The impact of CVE-2025-13773 is severe and multifaceted. Successful exploitation allows unauthenticated remote attackers to execute arbitrary code on the web server, potentially leading to full system compromise. This can result in data theft, including customer and payment information, defacement or destruction of website content, installation of backdoors or malware, and disruption of e-commerce operations. The integrity of order processing and invoicing can be undermined, damaging business reputation and customer trust. Additionally, attackers could leverage the compromised server as a pivot point for lateral movement within corporate networks or to launch further attacks. Given the plugin's integration with WooCommerce, a popular e-commerce platform, the scope of affected systems is substantial, increasing the potential scale of damage globally. The lack of authentication requirements and the network-accessible attack vector further exacerbate the risk, making exploitation feasible even by remote attackers without credentials.

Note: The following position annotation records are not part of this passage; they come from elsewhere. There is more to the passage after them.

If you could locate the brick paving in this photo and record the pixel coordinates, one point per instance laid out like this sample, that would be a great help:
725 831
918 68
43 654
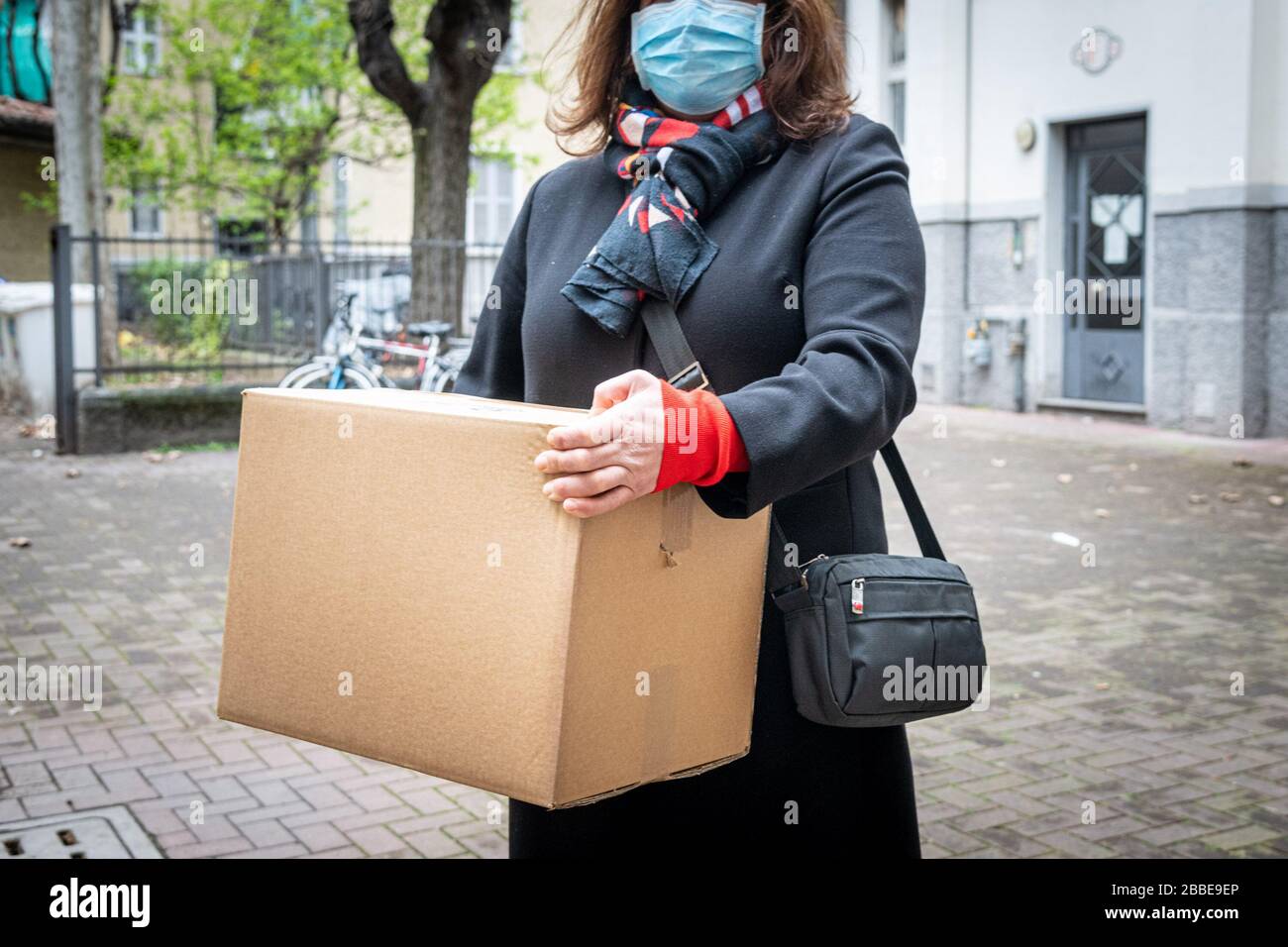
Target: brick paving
1124 577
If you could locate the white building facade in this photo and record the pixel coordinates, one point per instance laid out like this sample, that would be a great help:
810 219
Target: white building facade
1103 187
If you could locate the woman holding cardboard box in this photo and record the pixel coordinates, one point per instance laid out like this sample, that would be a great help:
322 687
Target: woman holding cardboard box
728 178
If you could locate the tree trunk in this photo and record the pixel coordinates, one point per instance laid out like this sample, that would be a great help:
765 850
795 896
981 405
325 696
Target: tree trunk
465 38
442 170
78 150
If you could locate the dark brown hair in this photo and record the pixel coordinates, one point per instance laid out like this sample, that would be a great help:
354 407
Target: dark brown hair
804 81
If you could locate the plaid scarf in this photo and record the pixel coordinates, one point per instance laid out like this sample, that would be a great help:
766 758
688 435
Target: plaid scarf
682 170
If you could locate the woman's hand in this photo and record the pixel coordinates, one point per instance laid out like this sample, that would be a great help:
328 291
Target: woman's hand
612 457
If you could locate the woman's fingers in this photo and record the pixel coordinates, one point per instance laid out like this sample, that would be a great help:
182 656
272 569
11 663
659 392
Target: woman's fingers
579 459
618 389
597 505
587 433
587 483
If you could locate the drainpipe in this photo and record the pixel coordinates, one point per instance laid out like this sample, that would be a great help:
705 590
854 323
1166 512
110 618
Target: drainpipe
970 51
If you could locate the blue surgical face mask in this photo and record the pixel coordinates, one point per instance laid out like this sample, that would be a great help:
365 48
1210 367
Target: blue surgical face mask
698 55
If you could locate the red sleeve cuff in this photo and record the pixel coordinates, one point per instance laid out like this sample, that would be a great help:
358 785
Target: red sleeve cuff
702 444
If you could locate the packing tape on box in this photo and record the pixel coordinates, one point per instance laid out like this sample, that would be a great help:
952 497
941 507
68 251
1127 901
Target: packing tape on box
678 521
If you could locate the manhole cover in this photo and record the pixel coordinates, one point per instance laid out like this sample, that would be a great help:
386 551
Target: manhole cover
110 832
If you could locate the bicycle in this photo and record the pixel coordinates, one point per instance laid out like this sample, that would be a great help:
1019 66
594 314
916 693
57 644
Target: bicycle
353 360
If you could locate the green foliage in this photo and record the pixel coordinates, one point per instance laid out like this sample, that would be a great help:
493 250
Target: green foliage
250 99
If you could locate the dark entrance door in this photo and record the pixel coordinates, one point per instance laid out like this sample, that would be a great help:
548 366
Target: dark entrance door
1104 348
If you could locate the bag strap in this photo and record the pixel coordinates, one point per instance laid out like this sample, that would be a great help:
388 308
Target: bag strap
684 371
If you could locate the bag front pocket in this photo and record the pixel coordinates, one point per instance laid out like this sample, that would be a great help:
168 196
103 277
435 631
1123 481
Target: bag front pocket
884 657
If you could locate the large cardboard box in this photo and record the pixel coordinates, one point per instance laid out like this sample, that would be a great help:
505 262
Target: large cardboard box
402 589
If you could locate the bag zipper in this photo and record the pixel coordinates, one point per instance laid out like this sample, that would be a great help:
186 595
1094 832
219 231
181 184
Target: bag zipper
857 587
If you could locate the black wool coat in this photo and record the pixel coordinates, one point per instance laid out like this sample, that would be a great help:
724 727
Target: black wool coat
806 322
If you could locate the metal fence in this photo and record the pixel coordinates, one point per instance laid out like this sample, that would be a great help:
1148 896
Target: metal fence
201 311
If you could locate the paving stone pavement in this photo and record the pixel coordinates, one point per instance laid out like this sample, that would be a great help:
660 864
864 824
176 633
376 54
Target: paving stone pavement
1112 731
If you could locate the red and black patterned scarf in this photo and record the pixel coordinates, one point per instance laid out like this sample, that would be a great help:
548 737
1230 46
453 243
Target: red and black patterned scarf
682 171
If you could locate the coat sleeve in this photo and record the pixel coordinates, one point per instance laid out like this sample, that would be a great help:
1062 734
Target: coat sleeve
494 365
862 298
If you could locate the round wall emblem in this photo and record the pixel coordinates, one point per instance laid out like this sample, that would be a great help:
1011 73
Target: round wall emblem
1095 50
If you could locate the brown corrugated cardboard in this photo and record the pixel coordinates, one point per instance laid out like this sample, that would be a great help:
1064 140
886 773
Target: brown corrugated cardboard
402 589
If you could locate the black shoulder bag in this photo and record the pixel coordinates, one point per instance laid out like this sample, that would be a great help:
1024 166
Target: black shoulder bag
872 639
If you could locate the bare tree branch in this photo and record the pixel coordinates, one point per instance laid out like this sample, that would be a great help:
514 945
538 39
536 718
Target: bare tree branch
467 38
374 25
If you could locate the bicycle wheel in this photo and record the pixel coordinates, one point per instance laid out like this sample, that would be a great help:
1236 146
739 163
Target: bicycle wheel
321 377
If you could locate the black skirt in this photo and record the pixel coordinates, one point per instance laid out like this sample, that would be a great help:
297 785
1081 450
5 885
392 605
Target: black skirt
803 789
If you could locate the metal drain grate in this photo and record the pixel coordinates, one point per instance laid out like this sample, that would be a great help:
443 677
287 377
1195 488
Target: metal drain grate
108 832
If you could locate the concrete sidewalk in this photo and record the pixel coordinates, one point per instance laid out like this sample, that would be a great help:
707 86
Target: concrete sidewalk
1126 578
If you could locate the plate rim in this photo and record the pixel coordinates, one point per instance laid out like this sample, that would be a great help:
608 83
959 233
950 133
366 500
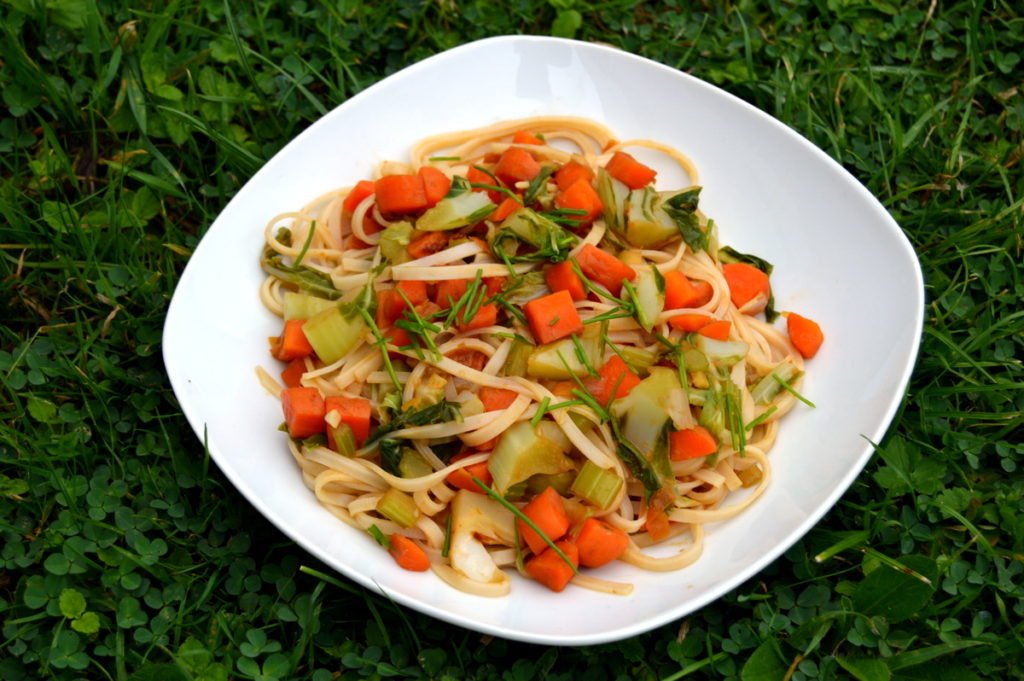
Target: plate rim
198 423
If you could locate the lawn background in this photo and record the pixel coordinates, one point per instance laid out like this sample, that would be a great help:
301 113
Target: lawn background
128 126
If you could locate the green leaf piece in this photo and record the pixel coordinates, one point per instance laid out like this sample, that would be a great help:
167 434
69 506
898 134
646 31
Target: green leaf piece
864 669
894 594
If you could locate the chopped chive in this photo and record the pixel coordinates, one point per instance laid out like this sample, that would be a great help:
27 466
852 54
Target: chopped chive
613 313
796 394
582 355
446 547
494 187
761 419
476 294
520 565
379 537
614 348
541 411
529 523
305 247
382 345
512 336
417 326
583 393
591 401
566 211
593 289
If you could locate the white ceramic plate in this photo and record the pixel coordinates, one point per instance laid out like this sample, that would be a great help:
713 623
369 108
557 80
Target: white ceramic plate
839 258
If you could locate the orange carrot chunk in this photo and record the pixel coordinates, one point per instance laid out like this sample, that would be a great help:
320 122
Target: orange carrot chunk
550 569
570 172
516 165
353 411
389 307
561 277
547 510
486 315
435 183
363 189
553 316
409 554
748 287
432 242
805 334
717 330
415 290
463 478
523 137
705 293
629 171
689 322
604 268
496 398
292 343
495 285
599 543
303 412
691 443
581 196
399 195
679 291
615 379
656 524
292 376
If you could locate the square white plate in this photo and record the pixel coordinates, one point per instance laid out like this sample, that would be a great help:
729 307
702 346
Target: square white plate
839 258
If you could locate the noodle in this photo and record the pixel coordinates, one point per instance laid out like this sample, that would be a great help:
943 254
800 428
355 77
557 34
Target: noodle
426 367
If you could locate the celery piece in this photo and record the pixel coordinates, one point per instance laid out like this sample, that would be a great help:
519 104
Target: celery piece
394 242
612 194
696 396
472 407
722 352
524 225
399 507
524 451
560 481
597 485
644 412
344 439
647 225
637 357
517 362
458 211
334 332
713 412
766 389
682 207
413 464
650 297
303 306
516 492
695 359
547 360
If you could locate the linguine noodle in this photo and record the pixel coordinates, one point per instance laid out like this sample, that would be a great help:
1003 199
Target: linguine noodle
438 360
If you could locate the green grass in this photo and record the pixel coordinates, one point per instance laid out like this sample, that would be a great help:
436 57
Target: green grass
127 555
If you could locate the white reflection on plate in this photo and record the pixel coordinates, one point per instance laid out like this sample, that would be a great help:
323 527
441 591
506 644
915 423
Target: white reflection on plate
839 258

To mitigate CVE-2025-13773, organizations should immediately update the Print Invoice & Delivery Notes for WooCommerce plugin to a patched version once released by the vendor. Until a patch is available, administrators should disable or remove the plugin to eliminate the attack surface. Implement strict web application firewall (WAF) rules to detect and block suspicious requests targeting the vulnerable update function or attempts to inject code via Dompdf. Restrict access to the WordPress admin and plugin endpoints using IP whitelisting or VPNs to reduce exposure. Review and harden PHP configurations to disable execution in directories used by Dompdf or the plugin templates. Conduct thorough code audits and penetration testing focused on plugin components handling dynamic code generation and user input. Monitor server logs for unusual activity indicative of exploitation attempts. Additionally, enforce the principle of least privilege for WordPress roles and capabilities to limit potential damage from compromised accounts. Backup critical data regularly and ensure incident response plans are in place to respond swiftly to any compromise.